JFS> Scientists who work with animals (AKA rat psychologists) have a short summary of how their subjects behave: "Under carefully controlled experimental conditions, the subject will do whatever the hell it wants to."
Ricardo S> I think this points to the fundamental issue: What is "want"? Animals vs machines: wanting vs not wanting. My impression is that we use "want" when the origin of the behavior is mysterious to us. If it is well known to us -as when programmed- it ceases to be mysterious and then stops being "wanting". This is an epistemological issue of us as observers. Not a differential property of the systemus observed
That's an important issue, and I admit that the verb 'want' is rather complex. But there is a large collection of tests that any life form from bacteria on up can pass, but no non-living thing (other than a human invention) can pass.

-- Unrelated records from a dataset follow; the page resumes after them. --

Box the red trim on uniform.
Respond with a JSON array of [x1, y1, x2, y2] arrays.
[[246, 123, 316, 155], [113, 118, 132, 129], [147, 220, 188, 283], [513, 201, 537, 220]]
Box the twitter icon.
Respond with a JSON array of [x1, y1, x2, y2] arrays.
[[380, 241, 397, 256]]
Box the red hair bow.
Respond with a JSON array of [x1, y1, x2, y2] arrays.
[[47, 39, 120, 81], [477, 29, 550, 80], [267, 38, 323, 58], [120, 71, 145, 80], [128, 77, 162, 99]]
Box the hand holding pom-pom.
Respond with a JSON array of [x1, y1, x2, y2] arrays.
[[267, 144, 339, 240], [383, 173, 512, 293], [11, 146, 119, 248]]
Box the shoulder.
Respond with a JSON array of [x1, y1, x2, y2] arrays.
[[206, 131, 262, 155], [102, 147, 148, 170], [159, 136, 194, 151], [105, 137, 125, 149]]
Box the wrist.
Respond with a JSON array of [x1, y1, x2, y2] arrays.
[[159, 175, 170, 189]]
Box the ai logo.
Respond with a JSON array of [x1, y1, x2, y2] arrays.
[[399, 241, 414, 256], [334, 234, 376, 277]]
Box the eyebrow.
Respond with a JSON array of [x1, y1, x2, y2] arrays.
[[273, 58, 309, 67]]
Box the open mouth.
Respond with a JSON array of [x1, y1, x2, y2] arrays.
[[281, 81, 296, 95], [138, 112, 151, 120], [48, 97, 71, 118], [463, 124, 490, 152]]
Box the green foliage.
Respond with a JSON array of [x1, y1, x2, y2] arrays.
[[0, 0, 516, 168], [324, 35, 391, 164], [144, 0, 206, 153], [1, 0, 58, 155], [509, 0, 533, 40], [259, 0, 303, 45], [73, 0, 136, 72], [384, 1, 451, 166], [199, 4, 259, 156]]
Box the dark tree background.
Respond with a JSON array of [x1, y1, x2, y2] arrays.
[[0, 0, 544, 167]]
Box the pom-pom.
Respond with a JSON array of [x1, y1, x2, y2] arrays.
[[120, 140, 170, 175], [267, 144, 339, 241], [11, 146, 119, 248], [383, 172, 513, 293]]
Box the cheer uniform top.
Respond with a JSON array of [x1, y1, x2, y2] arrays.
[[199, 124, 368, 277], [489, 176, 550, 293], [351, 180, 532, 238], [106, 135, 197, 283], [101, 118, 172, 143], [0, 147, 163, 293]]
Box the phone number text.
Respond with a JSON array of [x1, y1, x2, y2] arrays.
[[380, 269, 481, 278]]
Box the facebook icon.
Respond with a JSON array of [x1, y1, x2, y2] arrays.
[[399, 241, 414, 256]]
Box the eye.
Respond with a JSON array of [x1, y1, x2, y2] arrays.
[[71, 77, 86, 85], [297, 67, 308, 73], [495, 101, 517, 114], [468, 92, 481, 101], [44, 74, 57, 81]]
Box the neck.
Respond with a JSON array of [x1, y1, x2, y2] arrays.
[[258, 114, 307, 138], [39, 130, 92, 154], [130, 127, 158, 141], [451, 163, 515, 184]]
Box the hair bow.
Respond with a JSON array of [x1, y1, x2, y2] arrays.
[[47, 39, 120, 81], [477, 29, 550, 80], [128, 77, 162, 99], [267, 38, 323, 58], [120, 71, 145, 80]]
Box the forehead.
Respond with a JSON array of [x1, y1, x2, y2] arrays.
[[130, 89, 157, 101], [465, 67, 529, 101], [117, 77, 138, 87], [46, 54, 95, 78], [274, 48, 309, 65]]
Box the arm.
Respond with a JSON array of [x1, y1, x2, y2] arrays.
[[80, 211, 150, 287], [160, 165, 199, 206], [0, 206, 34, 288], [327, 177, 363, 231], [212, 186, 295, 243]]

Simplest example: A bacterium swimming upstream in a glucose gradient. A ship can go upstream, but only because humans designed it to do so.
But you can't find any phsycial or chemical process in the universe that can perform the kinds of goal-directed prpcesses that living things do, Even bacteria do immensely complex processes, especially colonies of bacteria, such as the plaque on your teeth.
A single bacterium, swimming by itself, is extremely fragile, and it will be swallowed up by something bigger very quickly. But bacteria in a colony have very complex signaling systems for protecting themselves against the toothbrush monster or the mouthwash poison or excesive heat, cold, or whatever. Some of the outer ones may be killed, but the colony will survive and recover.
Slide 45 has the comment about bacteria.